Córdoba missed the beginning of the 2018 season with a concussion, and did not make an appearances in the majors after struggles in High-A with the Lake Elsinore Storm. On November 20, 2018, Córdoba was designated for assignment by the Padres. On November 26, Córdoba was outrighted to Triple-A El Paso. Córdoba spent the 2019 season in Lake Elsinore, batting .301/.367/.412 with career-highs in home runs (5) and RBI (43) in 105 games. Córdoba did not play in a game in 2020 due to the cancellation of the minor league season because of the COVID-19 pandemic. After the 2020 season, he played for Panama in the 2021 Caribbean Series.

===Cincinnati Reds===
On December 1, 2021, Cordoba signed a minor league contract with the Cincinnati Reds. In 34 games for the Triple-A Louisville Bats, he batted .162/.263/.273 with three home runs, 13 RBI, and nine stolen bases. Córdoba was released by the Reds organization on June 19, 2022.

===Algodoneros de Unión Laguna===
On July 1, 2022, Córdoba signed with the Algodoneros de Unión Laguna of the Mexican League. In 30 games, he slashed .431/.478/.647 with six home runs, 22 RBI, and 12 stolen bases.

Córdoba played in 85 games for Laguna in 2023, hitting .338/.421/.444 with four home runs, 42 RBI, and 18 stolen bases.
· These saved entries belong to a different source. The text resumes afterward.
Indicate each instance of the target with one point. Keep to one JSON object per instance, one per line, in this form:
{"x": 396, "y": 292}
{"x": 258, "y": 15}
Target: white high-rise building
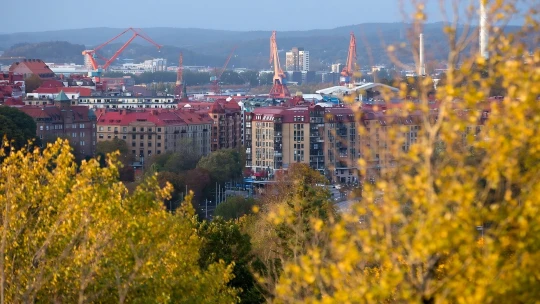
{"x": 297, "y": 59}
{"x": 303, "y": 59}
{"x": 87, "y": 62}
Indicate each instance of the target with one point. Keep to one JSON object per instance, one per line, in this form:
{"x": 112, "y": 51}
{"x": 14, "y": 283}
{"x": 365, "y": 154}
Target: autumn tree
{"x": 462, "y": 227}
{"x": 74, "y": 234}
{"x": 282, "y": 229}
{"x": 225, "y": 241}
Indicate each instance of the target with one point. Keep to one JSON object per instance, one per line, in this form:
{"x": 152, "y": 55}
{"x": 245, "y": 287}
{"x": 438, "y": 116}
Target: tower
{"x": 421, "y": 65}
{"x": 484, "y": 35}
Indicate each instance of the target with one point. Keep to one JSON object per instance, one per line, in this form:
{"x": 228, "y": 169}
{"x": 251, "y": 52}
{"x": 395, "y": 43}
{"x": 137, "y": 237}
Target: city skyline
{"x": 235, "y": 15}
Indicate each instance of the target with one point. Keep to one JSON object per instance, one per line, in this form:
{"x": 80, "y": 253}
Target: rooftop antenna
{"x": 422, "y": 66}
{"x": 484, "y": 35}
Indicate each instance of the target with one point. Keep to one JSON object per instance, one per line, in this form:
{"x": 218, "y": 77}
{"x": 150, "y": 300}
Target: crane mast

In 2024, he made 84 appearances for the Algodoneros, batting .304/.412/.421 with four home runs, 29 RBI, and 10 stolen bases.

===Charros de Jalisco===
On January 27, 2025, Córdoba, Jake Jewell, and Alberto Leyva were traded to the Charros de Jalisco in exchange for Nestor Anguamea. In 60 appearances for Jalisco, Córdoba batted .395/.484/.488 with two home runs, 26 RBI, and 41 stolen bases.

===Diablos Rojos del México===
On July 1, 2025, Córdoba was traded to the Diablos Rojos del México of the Mexican League. In 60 appearances for the Diablos, he hit .395/.484/.488 with two home runs, 26 RBI, and 41 stolen bases. With the team, Córdoba won the Serie del Rey.

===Charros de Jalisco (second stint)===
On March 9, 2026, Córdoba was returned to the Charros de Jalisco of the Mexican League.

==International career==
Córdoba was selected to represent Panama at the 2023 World Baseball Classic qualification.